Tra i possibili candidati anche Davide Calzi, figlio dell'ex sindaco Domenico Calzi

Aria di elezioni, via al toto candidati
Politica 23 Ottobre 2017 ore 17:45

Aria di elezioni e in paese scoppia il toto candidati. Chi sarà il nuovo sindaco di Vaiano Cremasco? O meglio, chi saranno i candidati? Quante liste? Quante facce nuove? E chi rimane della «vecchia politica»?.

Toto candidati: chi si candida alle elezioni?

Nei bar, nelle edicole e per le strade non si parla d’altro. Qualche nome e qualche indiscrezione hanno iniziato già a trapelare. Al momento è certo che sia destra che sinistra si stanno preparando alla sfida. Pare che la destra voglia seguire la scia dei progetti lasciati da Domenico Calzi, ex sindaco scomparso improvvisamente a luglio, e che ci sia già una squadra pronta. Per quanto riguarda il Pd, invece, è ormai assodata l’unione con «Vaiano democratica e ambientalista», con Andrea Ladina, che si fonderanno in un’unica lista.

Sponchioni, Ogliari, Riccardi o Davide Calzi?

C’è chi parla di Alfredo Ogliari, che con ogni probabilità non si candiderà per impegni di lavoro, chi parla di Graziano Baldassarre, che però ha già detto che preferisce tenersi come ultima riserva in caso nessuno sia disposto a correre per la poltrona, ma per la maggiore vanno Davide Calzi, figlio proprio dell’ex sindaco, 35 anni, geometra, e si vocifera anche del vigile di Monte Cremasco, residente però a Vaiano, Augusto Sponchioni. Due nomi che hanno suscitato parecchio scalpore. I due, entrambi senza esperienza politica, pare siano disposti a mettersi seriamente in gioco. Pare, sempre, che ci siano degli accordi in corso e con certezza il nome definitivo di chi si candiderà verrà rivelato il prossimo mese.

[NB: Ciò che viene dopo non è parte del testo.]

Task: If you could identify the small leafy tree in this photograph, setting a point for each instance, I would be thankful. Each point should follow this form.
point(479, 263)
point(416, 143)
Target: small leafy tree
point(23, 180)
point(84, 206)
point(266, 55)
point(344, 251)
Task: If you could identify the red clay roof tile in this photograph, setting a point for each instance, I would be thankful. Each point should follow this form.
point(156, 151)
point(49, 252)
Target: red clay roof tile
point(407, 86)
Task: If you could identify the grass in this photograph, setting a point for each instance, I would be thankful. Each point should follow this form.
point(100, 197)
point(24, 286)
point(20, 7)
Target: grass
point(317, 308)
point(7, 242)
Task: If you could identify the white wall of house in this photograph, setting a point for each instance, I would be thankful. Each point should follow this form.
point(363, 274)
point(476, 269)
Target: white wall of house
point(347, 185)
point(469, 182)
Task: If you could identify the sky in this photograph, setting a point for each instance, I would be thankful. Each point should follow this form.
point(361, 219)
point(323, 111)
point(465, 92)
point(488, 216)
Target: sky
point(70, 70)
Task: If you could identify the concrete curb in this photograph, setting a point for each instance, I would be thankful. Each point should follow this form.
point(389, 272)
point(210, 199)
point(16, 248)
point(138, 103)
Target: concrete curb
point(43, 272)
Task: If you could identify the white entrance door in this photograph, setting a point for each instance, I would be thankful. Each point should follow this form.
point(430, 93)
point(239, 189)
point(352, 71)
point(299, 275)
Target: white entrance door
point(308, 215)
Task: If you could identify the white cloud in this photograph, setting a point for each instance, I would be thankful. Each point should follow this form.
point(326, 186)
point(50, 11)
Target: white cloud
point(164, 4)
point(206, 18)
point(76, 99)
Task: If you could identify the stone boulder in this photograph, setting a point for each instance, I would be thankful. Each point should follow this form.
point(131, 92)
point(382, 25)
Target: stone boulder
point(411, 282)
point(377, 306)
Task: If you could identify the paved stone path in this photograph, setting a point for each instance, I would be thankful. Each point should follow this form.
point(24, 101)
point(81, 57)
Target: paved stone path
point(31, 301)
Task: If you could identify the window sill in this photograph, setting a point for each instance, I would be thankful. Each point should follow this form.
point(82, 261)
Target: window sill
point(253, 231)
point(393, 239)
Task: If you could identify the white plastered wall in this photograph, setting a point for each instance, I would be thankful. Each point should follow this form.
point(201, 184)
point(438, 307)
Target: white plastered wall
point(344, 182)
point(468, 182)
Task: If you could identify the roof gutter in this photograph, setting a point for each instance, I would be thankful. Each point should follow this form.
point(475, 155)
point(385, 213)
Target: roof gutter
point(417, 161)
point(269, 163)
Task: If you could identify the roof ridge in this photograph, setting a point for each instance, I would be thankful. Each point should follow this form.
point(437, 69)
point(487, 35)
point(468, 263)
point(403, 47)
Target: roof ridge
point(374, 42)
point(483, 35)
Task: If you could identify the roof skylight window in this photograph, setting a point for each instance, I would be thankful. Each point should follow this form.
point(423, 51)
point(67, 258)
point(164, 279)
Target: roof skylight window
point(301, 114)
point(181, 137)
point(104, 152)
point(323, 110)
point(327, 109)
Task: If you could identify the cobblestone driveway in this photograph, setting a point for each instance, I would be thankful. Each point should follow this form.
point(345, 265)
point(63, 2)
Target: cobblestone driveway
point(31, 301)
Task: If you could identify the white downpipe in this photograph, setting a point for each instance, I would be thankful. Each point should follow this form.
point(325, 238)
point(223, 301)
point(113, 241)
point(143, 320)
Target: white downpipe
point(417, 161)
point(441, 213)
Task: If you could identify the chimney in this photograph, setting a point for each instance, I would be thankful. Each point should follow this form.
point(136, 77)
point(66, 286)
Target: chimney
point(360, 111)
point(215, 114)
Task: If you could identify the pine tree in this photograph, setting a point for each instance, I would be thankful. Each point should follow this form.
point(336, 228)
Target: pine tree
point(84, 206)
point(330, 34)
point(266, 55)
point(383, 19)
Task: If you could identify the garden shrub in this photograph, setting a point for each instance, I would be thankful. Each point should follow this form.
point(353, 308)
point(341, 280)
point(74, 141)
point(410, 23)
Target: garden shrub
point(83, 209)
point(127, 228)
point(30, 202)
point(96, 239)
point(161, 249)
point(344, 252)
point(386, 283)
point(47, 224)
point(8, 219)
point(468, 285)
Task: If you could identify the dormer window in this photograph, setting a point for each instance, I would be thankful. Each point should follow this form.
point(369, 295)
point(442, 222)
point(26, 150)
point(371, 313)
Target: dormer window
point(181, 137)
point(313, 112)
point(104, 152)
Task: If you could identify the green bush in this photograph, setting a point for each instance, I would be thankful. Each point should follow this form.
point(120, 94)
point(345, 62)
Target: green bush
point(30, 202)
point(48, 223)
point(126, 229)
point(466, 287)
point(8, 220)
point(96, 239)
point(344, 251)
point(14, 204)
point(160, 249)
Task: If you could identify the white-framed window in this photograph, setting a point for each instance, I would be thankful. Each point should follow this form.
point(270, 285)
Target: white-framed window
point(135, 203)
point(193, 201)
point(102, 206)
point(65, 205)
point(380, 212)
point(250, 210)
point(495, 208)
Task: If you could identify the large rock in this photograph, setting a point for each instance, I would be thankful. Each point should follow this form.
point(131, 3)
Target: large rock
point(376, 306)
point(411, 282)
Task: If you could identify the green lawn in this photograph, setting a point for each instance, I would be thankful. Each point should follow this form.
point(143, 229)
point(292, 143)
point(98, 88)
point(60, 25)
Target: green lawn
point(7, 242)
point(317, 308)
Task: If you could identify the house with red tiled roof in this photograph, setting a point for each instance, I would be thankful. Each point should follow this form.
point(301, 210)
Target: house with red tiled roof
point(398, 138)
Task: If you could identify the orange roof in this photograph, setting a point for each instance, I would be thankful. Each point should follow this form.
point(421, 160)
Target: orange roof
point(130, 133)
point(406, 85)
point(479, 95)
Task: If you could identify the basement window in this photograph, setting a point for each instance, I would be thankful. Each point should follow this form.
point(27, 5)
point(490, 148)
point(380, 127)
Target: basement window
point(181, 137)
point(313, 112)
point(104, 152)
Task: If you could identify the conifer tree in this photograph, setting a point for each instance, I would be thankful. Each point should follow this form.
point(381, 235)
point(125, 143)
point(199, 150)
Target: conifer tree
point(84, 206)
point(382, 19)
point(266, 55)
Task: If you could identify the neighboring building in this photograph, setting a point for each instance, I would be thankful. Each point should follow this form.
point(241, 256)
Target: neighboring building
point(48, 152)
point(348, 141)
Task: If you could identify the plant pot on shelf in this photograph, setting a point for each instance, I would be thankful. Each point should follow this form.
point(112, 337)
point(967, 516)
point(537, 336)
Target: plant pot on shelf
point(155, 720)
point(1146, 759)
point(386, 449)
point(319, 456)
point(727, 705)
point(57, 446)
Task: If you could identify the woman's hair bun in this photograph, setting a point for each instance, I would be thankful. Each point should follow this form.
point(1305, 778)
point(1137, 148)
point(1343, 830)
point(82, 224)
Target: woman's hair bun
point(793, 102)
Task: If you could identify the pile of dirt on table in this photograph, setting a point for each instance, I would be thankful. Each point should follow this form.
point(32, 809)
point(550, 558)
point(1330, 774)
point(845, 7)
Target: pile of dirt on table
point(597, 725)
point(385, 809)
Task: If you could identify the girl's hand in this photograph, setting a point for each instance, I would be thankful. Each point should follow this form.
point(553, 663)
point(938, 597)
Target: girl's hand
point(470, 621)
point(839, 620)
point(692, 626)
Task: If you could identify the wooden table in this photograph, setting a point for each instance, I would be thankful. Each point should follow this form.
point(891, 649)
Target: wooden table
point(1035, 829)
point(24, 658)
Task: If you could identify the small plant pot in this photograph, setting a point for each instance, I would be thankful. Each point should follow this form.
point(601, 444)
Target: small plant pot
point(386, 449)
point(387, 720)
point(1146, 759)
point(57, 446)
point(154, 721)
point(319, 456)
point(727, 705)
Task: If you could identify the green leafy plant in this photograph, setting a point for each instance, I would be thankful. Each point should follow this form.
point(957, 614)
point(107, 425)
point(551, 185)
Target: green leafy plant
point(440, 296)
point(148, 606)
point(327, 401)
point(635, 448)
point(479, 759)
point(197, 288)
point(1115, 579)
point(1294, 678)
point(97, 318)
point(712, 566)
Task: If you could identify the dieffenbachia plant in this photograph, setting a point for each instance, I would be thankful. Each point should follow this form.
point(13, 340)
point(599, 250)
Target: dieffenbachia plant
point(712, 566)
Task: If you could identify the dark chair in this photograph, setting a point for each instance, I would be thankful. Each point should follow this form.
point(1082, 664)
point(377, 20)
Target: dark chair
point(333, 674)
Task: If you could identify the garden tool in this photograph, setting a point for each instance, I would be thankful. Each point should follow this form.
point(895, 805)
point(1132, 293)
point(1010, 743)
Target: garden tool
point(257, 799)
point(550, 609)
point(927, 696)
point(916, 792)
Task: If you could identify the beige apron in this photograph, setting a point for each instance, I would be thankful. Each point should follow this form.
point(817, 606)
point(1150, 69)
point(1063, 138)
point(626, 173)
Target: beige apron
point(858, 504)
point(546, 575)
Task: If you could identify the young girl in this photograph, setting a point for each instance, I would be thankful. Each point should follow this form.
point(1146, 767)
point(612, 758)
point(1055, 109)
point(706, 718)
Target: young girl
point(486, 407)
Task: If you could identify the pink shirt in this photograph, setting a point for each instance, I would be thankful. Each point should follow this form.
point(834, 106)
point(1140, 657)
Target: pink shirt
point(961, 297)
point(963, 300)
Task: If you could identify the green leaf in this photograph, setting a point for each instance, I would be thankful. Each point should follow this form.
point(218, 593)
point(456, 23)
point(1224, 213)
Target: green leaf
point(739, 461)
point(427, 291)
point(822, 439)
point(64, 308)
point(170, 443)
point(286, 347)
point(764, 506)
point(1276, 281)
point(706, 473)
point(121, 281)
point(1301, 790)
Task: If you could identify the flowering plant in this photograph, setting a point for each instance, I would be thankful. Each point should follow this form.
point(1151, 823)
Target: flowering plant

Pd: l'assemblea pubblica il 27

Per quanto riguarda il Pd, invece, poco o niente. Sempre secondo voci di paese sembra che a buttarsi in pista sarà il segretario del partito Giuseppe Riccardi ma la lista, che sarà civica, rimarrà aperta a tutti. Nei giorni scorsi, infatti, in paese sono state imbucate nelle caselle delle lettere ai cittadini dove si cercavano persone disposte a buttarsi nell’attività politica. Per quanto riguarda l’attuale gruppo di minoranza, «Udp», cesserà di esistere e verrà trovato un nome nuovo. Il gruppo ha indetto anche un incontro, fissato per il 27 in sala della Pace alle 21, per parlare delle elezioni con la cittadinanza.